The Oklahoman, August 25, 2014: Glitches delay Medicaid enrollment for former foster kids

“An estimated 2,300 former foster youth - these two examples included - are now eligible to remain on the state's Medicaid program until age 26. Some advocates are worried, however, that not enough former foster children are being enrolled into the program. That change in eligibility is thanks to a provision of the Affordable Care Act, or Obamacare, that expanded the Medicaid program to allow young people who were in foster care when they turned 18 to remain on the state health insurance coverage plan until age 26.”

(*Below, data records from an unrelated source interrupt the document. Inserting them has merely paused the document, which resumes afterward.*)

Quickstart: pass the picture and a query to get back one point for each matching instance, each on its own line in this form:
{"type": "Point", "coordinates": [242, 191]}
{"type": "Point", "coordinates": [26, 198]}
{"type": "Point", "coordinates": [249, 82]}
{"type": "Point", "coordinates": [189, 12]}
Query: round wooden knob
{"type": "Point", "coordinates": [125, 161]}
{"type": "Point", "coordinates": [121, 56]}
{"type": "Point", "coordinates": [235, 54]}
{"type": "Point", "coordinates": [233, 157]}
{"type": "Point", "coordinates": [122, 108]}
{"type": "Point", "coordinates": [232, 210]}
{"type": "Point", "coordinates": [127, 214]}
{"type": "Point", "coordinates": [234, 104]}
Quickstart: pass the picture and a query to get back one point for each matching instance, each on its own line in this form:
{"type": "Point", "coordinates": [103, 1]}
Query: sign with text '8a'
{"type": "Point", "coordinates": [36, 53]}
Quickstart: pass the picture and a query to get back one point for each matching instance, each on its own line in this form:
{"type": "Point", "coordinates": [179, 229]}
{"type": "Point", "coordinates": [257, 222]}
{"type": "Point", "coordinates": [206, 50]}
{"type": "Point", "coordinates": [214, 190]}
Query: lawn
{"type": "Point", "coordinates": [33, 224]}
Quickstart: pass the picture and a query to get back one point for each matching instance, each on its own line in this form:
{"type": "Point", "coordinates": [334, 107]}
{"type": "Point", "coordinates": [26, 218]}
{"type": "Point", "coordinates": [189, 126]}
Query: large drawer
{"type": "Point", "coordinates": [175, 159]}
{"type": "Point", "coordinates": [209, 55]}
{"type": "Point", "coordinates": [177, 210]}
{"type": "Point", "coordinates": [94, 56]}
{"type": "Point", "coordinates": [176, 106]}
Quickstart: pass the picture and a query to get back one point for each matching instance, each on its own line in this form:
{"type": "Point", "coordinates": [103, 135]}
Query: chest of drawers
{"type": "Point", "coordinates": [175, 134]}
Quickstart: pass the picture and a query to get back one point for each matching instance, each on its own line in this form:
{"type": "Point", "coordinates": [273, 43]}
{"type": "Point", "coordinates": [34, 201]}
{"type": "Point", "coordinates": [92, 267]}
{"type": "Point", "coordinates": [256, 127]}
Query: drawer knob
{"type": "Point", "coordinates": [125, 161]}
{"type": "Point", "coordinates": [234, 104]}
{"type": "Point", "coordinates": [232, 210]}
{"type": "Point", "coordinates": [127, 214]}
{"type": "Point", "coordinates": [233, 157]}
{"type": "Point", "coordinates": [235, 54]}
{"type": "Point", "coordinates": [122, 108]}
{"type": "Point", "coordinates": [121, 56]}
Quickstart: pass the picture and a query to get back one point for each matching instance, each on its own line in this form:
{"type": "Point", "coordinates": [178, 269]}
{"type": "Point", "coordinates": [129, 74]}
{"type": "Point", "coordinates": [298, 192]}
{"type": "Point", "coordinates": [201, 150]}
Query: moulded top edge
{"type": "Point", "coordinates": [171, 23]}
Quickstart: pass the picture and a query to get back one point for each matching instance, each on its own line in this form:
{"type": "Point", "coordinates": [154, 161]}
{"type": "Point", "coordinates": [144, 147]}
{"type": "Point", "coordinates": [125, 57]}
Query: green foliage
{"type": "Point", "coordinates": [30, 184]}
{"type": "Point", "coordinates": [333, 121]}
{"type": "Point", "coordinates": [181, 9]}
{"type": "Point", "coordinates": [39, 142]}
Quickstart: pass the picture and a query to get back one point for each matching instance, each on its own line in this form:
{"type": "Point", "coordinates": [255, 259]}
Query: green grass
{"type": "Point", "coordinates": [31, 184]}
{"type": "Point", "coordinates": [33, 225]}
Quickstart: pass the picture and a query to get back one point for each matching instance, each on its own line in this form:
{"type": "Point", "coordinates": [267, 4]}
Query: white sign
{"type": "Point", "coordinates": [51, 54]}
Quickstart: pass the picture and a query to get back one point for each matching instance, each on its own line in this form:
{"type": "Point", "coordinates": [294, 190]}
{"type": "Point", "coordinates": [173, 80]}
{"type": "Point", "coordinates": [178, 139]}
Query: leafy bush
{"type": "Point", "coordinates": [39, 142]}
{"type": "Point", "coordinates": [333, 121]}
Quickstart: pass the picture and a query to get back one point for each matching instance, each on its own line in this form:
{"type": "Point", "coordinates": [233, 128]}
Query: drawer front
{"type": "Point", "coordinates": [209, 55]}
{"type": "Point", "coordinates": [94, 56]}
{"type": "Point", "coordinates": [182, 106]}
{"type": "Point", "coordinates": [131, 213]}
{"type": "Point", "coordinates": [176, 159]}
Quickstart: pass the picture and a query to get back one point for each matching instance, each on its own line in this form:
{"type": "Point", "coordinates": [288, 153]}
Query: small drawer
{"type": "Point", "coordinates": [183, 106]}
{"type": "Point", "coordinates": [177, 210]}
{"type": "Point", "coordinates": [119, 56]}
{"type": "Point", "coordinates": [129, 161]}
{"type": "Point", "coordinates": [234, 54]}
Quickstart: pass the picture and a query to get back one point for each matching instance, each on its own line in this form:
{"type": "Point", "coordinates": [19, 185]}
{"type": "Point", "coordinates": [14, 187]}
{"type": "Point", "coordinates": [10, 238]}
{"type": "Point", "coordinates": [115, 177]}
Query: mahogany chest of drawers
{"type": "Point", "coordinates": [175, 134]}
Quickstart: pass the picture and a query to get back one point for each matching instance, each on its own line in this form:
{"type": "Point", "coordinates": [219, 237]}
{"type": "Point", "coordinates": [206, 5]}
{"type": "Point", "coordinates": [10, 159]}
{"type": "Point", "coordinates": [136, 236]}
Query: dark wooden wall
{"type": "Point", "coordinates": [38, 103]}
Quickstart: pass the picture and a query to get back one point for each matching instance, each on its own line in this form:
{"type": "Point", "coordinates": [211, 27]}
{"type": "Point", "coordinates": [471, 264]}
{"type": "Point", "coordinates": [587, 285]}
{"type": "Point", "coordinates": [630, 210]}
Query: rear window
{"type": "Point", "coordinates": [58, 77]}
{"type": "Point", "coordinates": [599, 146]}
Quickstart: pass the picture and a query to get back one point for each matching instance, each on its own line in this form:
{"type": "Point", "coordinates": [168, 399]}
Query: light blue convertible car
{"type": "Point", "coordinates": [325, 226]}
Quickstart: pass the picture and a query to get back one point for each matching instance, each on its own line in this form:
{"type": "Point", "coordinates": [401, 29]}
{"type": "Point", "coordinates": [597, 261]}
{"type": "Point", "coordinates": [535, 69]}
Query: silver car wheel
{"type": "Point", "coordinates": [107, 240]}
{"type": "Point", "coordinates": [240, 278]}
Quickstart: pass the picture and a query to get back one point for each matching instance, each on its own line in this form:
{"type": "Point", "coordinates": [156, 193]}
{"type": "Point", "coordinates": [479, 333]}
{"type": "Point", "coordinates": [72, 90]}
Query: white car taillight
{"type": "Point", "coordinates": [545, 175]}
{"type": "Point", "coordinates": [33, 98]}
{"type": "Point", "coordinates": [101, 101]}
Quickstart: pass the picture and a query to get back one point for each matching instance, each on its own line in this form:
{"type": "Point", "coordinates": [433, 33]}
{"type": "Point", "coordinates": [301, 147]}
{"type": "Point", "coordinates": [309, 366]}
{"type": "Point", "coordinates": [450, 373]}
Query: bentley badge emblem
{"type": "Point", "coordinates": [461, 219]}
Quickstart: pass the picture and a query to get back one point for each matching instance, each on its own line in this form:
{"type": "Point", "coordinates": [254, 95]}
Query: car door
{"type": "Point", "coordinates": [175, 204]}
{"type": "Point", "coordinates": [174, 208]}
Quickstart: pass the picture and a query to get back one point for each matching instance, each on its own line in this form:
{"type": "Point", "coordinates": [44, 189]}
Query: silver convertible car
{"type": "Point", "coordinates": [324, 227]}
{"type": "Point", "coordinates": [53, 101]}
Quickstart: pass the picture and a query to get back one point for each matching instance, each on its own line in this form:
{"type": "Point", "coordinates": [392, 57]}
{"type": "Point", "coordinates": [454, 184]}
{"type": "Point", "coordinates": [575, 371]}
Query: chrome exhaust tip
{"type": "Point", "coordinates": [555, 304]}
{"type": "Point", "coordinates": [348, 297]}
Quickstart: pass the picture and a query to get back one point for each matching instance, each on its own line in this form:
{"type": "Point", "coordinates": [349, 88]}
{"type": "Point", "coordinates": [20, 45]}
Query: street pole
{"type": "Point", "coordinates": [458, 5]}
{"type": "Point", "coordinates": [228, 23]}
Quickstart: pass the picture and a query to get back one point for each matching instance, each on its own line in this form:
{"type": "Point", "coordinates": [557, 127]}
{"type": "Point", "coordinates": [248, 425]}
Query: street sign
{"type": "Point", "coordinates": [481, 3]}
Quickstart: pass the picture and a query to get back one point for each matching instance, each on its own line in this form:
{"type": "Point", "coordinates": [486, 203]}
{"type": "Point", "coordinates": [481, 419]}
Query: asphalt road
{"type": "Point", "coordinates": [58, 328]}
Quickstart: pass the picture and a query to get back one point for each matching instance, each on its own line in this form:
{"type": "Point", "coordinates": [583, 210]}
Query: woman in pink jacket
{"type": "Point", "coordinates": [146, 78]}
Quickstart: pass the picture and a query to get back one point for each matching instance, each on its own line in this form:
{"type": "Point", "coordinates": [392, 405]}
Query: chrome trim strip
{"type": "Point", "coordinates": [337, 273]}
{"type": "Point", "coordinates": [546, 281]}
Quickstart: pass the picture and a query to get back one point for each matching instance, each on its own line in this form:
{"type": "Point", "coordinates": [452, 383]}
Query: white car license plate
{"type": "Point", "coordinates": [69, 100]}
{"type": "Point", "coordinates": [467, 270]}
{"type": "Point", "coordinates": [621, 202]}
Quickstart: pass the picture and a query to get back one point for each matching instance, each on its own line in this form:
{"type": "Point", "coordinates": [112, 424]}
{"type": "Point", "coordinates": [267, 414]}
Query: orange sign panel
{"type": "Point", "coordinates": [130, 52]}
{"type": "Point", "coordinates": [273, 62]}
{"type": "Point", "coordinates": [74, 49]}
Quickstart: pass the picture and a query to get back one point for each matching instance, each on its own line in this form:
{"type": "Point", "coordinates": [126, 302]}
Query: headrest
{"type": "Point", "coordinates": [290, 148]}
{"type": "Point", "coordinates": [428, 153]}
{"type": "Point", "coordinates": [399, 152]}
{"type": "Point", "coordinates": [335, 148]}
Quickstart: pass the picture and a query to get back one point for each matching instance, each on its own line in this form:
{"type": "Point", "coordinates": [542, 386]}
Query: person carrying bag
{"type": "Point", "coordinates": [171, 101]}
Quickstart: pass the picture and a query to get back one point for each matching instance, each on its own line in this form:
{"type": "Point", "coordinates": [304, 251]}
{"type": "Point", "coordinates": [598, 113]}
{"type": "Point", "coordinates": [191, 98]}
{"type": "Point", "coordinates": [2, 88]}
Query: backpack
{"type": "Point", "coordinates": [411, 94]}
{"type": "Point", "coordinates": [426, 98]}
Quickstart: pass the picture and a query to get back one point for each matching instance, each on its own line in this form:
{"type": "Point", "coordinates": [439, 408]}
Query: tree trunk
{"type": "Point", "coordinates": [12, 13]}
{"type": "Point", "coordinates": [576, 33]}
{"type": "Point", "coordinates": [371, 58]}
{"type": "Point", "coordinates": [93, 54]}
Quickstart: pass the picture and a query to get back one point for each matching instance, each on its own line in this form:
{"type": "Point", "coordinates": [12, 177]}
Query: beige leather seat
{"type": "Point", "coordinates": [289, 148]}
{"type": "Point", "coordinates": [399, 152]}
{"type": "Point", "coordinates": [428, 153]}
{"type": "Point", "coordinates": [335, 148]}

Las Vegas Review-Journal, August 25, 2014: Mobile health clinic provides care to homeless

“Just steps from the incident, the Touro University Nevada mobile health care clinic was parked — treating the down and out on the street of broken dreams. A few weeks ago, the college started the outreach program to provide medical care to people living on the streets. Students from Touro’s physician assistant studies program get on-the-job training providing basic medical needs. The team treats patients with medical problems that include rashes, colds and spider bites.”

Investor’s Business Daily, August 25, 2014: Government Dependency In U.S. Nears The Tipping Point

“New data on federal public assistance programs show we've reached an ignominious milestone: More than 100 million Americans are getting some form of ‘means-tested" welfare assistance. The Census Bureau found 51 million on food stamps at the end of 2012 and 83 million on Medicaid, with tens of millions of households getting both. Another 4 million were on unemployment insurance. The percentage of American households on welfare has reached 35%. If we include other forms of government assistance such as Medicare and Social Security, almost half of all households are getting a check or other form of government assistance.”

San Francisco Chronicle, August 24, 2014: Medi-Cal has booby trap for estates

“Many low-income Californians who became eligible for Medi-Cal, the state's version of Medicaid, under the Affordable Care Act were happy to get free health care. But for those 55 and older, it came with a booby trap. When they die, the state will attempt to recover anything it spent on their health care from their estates, including their home. This so-called estate recovery program has been a feature of Medi-Cal for many years, but the act allowed California to expand Medi-Cal coverage to a much larger group of people, including those with low incomes but unlimited assets. Some who are 55-plus are deeply concerned about asset recovery, because the rules are confusing and it's hard to know how much of their estate is at risk.”